Monsieur le président, monsieur le secrétaire d’État, mes chers collègues, permettez-moi deux réflexions.
En premier lieu, quand la France se tait, elle inquiète, et quand elle parle, elle interpelle. Je veux souligner ici l’inquiétude profonde des Français, à 48 heures d’une décision qui sera peut-être historique, à savoir l’éventuelle sortie du Royaume-Uni de l’Union européenne.
Dans ce contexte, j’aimerais que l’on entende la voix de la France, à travers celle du Président de la République, et que, en cette occasion, sa voix se mêle à celle de la chancelière allemande. Plus que jamais, nous avons besoin d’entendre la France et l’Allemagne parler de concert. C’est aussi le message que nous avons adressé ce matin au secrétaire général aux affaires européennes, M. Léglise-Costa. Il se prépare, me semble-t-il, une communication de ce type.
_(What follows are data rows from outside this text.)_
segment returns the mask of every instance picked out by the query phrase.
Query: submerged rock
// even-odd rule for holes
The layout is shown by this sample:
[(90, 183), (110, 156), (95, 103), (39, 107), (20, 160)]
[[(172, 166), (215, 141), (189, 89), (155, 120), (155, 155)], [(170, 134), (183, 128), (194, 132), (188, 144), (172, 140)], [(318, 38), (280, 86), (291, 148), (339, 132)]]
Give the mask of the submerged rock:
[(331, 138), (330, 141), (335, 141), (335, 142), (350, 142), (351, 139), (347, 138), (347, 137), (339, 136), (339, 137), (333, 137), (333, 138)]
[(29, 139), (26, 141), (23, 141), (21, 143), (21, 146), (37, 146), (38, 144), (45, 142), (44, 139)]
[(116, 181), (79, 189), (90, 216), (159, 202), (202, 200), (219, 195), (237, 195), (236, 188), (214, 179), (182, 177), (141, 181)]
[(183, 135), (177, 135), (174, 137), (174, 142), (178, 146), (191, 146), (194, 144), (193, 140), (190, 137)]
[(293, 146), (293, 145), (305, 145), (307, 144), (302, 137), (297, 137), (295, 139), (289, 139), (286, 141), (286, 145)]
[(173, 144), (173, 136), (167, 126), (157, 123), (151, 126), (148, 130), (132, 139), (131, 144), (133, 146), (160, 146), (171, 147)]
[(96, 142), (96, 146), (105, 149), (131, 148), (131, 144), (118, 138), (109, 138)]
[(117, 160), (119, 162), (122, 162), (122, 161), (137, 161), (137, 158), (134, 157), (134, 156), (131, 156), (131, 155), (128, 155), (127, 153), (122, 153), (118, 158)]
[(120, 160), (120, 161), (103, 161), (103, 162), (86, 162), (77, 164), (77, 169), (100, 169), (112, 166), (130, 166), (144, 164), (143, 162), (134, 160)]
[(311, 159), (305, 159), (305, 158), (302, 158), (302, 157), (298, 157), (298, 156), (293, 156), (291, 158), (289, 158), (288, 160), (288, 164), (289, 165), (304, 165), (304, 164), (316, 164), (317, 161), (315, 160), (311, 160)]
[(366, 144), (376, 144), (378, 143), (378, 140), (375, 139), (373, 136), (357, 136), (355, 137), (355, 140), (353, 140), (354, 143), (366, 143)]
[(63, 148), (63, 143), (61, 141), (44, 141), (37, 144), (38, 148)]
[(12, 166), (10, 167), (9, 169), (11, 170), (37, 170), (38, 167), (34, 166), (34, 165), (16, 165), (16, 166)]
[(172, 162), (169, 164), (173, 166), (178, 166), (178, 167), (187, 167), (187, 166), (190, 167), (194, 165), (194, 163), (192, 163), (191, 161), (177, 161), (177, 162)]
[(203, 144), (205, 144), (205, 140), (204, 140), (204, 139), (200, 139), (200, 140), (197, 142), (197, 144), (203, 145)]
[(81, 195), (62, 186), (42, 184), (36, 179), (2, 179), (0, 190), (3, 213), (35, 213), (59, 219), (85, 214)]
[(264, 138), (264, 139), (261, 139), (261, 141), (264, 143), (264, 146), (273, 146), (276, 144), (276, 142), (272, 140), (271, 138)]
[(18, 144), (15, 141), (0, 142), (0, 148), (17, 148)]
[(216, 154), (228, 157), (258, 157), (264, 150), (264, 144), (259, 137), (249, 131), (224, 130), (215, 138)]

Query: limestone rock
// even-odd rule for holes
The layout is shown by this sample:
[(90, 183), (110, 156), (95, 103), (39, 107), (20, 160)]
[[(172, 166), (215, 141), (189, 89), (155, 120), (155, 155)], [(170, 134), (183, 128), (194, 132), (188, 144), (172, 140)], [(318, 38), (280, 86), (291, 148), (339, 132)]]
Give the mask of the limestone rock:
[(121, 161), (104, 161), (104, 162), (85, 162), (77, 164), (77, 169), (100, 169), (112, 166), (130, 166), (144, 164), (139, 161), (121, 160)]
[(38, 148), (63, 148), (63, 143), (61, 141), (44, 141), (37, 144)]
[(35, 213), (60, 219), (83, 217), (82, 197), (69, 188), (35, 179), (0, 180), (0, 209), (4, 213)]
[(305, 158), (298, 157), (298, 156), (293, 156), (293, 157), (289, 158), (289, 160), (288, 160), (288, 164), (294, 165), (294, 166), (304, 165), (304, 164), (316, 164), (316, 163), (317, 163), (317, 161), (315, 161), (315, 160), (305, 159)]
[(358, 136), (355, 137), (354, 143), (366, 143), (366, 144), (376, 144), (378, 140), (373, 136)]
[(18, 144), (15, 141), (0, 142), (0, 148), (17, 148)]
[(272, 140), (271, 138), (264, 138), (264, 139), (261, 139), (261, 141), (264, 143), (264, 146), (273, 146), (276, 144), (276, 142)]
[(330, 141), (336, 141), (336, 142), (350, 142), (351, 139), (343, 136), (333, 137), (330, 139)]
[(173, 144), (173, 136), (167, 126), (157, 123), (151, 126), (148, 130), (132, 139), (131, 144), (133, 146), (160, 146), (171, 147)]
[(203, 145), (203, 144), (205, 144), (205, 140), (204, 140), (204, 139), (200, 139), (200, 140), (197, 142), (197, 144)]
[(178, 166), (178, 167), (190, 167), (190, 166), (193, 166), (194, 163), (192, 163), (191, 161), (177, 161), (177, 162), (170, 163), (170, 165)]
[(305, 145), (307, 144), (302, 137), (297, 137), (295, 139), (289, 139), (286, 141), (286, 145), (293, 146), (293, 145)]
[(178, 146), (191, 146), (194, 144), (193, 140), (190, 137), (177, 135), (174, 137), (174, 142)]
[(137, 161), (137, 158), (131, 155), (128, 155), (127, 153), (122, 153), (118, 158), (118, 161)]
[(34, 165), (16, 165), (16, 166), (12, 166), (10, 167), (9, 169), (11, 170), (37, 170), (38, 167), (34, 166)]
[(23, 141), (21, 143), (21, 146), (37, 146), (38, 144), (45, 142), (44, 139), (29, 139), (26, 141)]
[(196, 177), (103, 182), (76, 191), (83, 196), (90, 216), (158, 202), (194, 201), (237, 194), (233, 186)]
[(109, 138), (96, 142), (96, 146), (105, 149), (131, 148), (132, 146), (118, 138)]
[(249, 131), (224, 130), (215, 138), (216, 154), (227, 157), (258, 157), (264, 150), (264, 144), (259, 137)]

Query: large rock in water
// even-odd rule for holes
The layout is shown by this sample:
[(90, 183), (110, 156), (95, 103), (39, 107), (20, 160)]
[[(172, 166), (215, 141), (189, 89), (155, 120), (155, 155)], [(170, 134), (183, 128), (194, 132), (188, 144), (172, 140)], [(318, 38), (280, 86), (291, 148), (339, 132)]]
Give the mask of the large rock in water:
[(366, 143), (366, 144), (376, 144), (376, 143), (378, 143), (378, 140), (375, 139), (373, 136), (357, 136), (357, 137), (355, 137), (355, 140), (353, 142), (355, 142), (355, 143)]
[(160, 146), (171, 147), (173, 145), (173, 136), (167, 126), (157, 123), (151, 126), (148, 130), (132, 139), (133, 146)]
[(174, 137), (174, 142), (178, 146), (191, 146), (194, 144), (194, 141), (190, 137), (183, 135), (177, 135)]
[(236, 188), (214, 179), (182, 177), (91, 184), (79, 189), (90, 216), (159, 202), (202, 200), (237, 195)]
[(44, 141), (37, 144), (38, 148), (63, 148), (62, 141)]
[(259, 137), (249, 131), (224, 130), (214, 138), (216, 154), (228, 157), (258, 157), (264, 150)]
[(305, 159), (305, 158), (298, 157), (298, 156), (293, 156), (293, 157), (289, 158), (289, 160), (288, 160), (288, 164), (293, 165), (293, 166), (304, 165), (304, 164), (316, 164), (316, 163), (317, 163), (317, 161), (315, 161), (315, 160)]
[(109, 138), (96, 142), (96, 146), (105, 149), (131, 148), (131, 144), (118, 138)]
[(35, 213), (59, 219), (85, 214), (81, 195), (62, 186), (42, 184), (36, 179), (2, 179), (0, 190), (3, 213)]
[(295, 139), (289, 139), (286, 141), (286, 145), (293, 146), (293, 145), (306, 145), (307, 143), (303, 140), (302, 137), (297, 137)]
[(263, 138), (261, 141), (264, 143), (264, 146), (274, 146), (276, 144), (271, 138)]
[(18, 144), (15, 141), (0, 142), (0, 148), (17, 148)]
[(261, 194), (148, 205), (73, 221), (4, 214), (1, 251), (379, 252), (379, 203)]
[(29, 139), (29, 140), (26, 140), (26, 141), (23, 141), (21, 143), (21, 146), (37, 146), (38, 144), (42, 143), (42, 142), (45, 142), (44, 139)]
Il est très important que l’Europe puisse se redéfinir en se recentrant sur l’essentiel, en étant une Europe de la simplification, de la convergence, de la plus-value communautaire et de la sécurité. Voilà ce que nous souhaiterions entendre.
En second lieu, sachez, monsieur le secrétaire d’État, que, sur ces grands thèmes, le Sénat ne sera pas absent. Il est déjà en réflexion sur ce point, comme il l’a été dès le lendemain du 13 janvier 2015. Nous essaierons de travailler ensemble pour envoyer des messages extrêmement clairs et fermes à nos voisins européens.
Enfin, nous revenons de Pologne et il faudrait sortir du cercle des pays fondateurs. Des pays nous ont rejoints, depuis la création de l’Union, et ils sont profondément européens. Nous avons besoin de tous sur ce point.
M. Yves Pozzo di Borgo applaudit.
Nous en avons terminé avec le débat préalable au Conseil européen des 28 et 29 juin 2016.
Mes chers collègues, nous allons maintenant interrompre nos travaux ; nous les reprendrons à vingt et une heures trente-cinq.
La séance est suspendue.
La séance, suspendue à vingt heures cinq, est reprise à vingt-et-une heures trente-cinq, sous la présidence de M. Claude Bérit-Débat.